I am intrigued as to why Christopher Columbus is so highly regarded in the USA. It would be my understanding that he “discovered” Central and South America but was blissfully unaware of North America. I was always led to believe that CC always believed that his journeys were along the east coast of Asia. I was also taught that the first European explorer to discover North America was the Viking Leif Ericson followed many years later by John Cabot.

I have never heard of his missionary zeal towards the Middle East. The main purpose of his exploration was to establish a westward sea route to the financially lucrative Far East. A plan he touted with disappointing results around the major powers of Europe. The conversion of un-believers would have been an additional benefit offered to potential sponsors. I would suggest that if it were not for the potential financial rewards on offer sponsorship would not have been forthcoming and without sponsorship, the exploration would not have taken place. Coincidentally when I was last in Rome I noticed a claim made in the Basilica Santa Maria Maggiore that one of the ceilings was gilded by the initial gold brought by CC from the Americas. As for CC’s personal motivation it is worth noting he was looking to be made governor of lands he discovered and given 10% of all revenues from those lands. It is recognised that CC became increasingly religious in later life. 

As for the statue, it is a fine monument in a superb location in Barcelona. From what I recall it was constructed in the late 19th C in time for Spain’s first international exposition. It was a Catalan project from first to last being entirely constructed by Catalan labour and materials. It was designed to point to Genoa and dignitaries from that city were invited to its unveiling in 1888. I think that this statue is a statement more about Catalan nationalism than anything else.


----------



## JBaldwin (Oct 11, 2011)

When we were covering Christopher Columbus in my daughter's homeschool history, she was required to read several large sections of Columbus's diaries which gave me a fresh perspective on Columbus. Here is an excerpt from his diaries printed in "America's Providential History": 

_"It was the Lord who put it into my mind--I could feel His hand upon me--the fact that it would be possible to sail from here to the Indies...

"All who heard of my project rejected it with laughter, ridiculing me...There is no question that the inspiration was from the Holy Spirit, because He comforted me with rays of marvelous illumination from the Holy Scriptures...For the execution of the journeyto the Indies, I did not make use of intelligence, mathematics, or maps. It is simply the fulfillment of what Isaiah had prophesied...

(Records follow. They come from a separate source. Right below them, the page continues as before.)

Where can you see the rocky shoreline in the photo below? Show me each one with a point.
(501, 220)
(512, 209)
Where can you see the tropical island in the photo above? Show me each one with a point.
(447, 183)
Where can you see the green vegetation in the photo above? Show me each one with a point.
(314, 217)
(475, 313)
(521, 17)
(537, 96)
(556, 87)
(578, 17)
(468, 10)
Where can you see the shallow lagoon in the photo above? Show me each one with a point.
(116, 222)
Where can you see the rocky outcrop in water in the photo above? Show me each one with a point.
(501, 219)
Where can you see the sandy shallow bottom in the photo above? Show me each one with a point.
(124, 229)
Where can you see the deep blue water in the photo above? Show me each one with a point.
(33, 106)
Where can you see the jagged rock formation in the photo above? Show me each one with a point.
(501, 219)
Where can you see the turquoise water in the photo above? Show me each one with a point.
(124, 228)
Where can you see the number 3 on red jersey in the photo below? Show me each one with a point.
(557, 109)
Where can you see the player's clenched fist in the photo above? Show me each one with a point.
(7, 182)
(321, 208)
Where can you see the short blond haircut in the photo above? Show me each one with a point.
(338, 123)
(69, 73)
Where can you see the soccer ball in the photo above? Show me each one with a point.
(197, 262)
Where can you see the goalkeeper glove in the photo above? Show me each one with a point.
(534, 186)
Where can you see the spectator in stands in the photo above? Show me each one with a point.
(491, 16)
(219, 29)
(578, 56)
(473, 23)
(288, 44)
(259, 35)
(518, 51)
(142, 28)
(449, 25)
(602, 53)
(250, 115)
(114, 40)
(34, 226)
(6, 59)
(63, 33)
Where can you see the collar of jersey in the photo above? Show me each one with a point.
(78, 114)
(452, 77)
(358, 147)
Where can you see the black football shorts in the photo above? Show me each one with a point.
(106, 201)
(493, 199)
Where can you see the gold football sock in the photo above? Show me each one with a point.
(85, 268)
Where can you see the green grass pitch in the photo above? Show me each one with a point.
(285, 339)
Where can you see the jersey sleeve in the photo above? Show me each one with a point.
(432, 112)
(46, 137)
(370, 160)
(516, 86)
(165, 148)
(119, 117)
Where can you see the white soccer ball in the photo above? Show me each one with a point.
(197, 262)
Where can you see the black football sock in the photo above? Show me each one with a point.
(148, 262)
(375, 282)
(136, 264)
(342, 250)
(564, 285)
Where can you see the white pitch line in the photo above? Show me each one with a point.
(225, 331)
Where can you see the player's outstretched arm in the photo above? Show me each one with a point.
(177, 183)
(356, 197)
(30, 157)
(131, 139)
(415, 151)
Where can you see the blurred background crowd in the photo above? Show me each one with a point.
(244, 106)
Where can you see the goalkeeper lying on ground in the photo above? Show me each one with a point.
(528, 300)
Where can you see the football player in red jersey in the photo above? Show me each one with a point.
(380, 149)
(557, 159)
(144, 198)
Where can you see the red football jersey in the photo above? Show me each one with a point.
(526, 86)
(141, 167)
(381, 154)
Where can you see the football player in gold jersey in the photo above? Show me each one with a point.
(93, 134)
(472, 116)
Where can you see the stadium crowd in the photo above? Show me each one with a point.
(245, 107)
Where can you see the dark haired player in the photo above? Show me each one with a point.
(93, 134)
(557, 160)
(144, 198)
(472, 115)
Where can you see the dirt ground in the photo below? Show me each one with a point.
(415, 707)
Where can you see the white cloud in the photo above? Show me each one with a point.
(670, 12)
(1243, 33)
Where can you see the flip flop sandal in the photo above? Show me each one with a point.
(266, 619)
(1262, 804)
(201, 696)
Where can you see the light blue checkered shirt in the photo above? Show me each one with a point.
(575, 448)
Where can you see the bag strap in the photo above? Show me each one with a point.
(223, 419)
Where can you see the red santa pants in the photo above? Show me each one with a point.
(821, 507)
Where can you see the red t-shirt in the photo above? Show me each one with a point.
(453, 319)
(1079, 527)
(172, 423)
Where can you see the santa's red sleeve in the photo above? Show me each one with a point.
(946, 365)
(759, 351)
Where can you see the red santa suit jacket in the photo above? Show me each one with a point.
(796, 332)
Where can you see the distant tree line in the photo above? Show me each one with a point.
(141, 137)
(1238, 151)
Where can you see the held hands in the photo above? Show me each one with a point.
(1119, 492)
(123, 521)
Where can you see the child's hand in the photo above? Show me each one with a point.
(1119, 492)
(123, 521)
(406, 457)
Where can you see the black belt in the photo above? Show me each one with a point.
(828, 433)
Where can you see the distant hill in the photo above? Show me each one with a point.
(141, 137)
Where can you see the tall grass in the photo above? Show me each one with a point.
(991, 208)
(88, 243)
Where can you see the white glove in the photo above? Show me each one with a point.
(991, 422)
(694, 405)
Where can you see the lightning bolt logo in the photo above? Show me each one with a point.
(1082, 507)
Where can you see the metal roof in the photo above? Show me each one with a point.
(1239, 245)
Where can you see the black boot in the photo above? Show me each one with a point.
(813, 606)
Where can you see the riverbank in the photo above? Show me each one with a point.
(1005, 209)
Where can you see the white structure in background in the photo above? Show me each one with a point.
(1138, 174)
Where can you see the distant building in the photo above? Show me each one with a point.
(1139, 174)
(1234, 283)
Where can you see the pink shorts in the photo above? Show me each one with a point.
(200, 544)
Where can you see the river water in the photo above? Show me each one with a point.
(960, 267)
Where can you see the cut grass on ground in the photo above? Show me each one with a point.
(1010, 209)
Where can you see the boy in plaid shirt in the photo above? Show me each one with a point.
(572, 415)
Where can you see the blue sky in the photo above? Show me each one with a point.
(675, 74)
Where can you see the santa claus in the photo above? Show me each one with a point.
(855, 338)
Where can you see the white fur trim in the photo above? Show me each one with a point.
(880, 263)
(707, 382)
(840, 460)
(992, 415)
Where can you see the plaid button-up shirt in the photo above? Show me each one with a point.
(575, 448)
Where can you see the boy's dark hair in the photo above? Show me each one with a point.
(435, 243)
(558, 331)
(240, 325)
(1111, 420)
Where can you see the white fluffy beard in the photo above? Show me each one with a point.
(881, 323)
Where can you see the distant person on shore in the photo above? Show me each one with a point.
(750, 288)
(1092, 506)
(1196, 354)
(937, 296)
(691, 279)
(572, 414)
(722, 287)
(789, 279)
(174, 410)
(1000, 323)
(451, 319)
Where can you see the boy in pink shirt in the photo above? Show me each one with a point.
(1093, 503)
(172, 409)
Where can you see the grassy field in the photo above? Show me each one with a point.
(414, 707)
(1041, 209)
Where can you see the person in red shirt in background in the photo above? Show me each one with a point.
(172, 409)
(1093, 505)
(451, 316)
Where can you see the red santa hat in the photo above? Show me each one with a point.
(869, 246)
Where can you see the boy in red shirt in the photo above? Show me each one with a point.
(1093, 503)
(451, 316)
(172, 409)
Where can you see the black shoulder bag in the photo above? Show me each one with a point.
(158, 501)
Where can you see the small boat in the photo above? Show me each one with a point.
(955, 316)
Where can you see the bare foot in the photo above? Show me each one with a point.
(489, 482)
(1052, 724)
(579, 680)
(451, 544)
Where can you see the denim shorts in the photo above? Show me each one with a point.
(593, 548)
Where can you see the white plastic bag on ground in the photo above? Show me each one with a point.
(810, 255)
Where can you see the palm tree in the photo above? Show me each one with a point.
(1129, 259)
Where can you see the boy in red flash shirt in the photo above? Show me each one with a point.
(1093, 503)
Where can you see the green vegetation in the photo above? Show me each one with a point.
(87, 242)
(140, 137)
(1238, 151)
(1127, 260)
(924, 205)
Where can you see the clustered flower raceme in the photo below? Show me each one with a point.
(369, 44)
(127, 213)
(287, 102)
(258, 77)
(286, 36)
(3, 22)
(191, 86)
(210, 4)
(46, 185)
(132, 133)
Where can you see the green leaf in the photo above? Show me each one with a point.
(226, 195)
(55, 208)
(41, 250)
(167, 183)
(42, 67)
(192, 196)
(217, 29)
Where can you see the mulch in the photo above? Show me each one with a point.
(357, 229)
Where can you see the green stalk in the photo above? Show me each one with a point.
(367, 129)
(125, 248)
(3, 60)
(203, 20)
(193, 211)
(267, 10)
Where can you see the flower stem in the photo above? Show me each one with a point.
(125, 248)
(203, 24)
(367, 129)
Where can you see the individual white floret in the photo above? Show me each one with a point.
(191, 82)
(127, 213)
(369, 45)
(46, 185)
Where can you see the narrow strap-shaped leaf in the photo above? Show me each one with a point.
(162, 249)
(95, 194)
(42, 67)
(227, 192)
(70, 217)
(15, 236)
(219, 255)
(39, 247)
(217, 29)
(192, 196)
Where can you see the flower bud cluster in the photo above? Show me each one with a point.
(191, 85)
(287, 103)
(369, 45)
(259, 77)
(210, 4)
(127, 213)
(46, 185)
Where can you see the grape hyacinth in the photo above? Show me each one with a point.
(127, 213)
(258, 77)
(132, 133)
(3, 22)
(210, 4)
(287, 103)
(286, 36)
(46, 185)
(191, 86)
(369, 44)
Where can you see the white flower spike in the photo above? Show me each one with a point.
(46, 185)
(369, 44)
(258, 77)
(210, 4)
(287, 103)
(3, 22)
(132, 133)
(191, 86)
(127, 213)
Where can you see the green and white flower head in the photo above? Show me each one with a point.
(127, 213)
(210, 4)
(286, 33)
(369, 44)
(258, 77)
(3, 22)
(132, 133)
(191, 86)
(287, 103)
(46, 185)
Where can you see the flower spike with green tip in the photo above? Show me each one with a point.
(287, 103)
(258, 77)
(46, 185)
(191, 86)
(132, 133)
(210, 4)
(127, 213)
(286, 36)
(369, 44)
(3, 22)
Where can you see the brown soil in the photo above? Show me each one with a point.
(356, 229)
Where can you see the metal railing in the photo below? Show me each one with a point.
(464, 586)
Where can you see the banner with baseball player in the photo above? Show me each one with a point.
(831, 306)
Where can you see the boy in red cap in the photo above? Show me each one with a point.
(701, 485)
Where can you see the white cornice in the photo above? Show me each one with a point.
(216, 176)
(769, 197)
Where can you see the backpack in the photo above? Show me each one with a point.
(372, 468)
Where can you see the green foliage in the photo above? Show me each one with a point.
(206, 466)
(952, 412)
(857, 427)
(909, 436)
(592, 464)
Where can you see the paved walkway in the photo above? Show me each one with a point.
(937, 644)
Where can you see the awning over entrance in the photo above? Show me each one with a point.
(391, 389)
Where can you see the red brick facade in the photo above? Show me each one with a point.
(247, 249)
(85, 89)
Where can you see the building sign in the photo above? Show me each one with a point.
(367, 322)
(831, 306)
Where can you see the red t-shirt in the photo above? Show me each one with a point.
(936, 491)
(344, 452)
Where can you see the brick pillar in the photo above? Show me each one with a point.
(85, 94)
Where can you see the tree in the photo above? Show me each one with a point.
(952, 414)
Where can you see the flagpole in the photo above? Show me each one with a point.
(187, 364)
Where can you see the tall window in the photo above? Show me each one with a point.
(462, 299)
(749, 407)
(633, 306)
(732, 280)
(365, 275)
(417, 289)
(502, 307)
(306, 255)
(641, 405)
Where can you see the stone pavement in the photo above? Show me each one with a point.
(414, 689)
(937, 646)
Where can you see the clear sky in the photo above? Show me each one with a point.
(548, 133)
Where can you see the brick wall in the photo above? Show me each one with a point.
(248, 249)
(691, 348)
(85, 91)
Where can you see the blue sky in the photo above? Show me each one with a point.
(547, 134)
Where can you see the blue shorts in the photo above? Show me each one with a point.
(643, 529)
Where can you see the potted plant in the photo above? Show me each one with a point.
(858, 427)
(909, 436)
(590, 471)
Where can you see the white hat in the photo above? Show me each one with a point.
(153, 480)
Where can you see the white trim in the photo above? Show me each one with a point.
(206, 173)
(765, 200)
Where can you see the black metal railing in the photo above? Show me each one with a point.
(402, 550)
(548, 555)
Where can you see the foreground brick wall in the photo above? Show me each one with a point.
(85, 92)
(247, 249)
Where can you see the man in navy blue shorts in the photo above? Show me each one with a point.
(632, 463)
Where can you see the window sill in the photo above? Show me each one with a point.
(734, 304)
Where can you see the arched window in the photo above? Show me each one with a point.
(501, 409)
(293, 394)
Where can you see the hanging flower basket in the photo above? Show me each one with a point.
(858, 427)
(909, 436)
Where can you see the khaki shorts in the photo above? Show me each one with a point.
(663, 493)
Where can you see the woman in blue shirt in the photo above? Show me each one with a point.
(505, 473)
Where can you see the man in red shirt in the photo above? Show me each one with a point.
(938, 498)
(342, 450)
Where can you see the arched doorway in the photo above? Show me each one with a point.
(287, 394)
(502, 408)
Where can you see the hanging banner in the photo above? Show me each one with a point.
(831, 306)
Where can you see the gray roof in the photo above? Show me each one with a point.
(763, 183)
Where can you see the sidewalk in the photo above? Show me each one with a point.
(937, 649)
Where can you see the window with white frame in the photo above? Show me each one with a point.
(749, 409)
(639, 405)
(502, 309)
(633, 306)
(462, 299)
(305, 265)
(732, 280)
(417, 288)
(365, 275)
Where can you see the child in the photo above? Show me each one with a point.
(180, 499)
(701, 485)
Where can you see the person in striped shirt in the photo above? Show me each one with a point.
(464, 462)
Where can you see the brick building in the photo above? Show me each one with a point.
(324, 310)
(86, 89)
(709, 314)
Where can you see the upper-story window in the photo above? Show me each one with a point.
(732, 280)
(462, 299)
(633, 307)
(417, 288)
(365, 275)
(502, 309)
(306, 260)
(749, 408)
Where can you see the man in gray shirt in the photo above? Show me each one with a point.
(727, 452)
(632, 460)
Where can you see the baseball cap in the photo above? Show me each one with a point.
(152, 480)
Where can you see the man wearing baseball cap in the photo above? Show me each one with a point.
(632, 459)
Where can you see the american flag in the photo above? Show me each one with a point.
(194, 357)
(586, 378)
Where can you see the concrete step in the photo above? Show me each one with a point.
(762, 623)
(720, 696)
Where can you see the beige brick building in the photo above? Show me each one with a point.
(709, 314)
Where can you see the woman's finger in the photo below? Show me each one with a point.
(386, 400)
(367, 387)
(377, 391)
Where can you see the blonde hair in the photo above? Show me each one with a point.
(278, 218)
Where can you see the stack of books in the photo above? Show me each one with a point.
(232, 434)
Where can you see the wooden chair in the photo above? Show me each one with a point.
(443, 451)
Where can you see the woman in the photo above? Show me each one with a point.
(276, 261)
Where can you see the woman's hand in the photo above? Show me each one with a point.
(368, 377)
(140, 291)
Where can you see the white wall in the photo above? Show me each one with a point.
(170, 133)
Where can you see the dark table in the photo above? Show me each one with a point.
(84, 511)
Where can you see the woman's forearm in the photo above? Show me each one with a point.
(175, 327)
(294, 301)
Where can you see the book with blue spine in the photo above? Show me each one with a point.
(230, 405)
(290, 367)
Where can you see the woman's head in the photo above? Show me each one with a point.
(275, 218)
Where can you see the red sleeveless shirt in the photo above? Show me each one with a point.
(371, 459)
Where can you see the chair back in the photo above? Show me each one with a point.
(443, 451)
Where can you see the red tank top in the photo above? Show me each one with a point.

"No one should fear to undertake a task in the name of our Savior, if it is just and if the intention is purely for His Service...The fact that the Gospel must still be preached to so many lands in such a short time---this is what convinces me."_


----------



## AlexanderHenderson1647 (Oct 11, 2011)

Give the Norse their day back! Kidding, not up for that big a fight over the matter. But, I would hardly call what Columbus brought to the Americas "Christianity" except in the historical sense. This was the height of Papal power and his influence was never stronger. Just look at the state of what has happened to Central and South America and chunks of the North American Southwest as a result of Spanish exploration and conquest - the Roman See has a firm hold on all those areas to this day. Give it a few more years and let the Dutch or the English or the Scots or the Scandinavians land and there might be an entirely different "New World." Look at some of the Pacific Islands where Puritans evangelized and you get a stark contrast. They certainly "evangelized."


----------



## JBaldwin (Oct 11, 2011)

> Give the Norse their day back! Kidding, not up for that big a fight over the matter. But, I would hardly call what Columbus brought to the Americas "Christianity" except in the historical sense. This was the height of Papal power and his influence was never stronger. Just look at the state of what has happened to Central and South America and chunks of the North American Southwest as a result of Spanish exploration and conquest - the Roman See has a firm hold on all those areas to this day. Give it a few more years and let the Dutch or the English or the Scots or the Scandinavians land and there might be an entirely different "New World." Look at some of the Pacific Islands where Puritans evangelized and you get a stark contrast. They certainly "evangelized."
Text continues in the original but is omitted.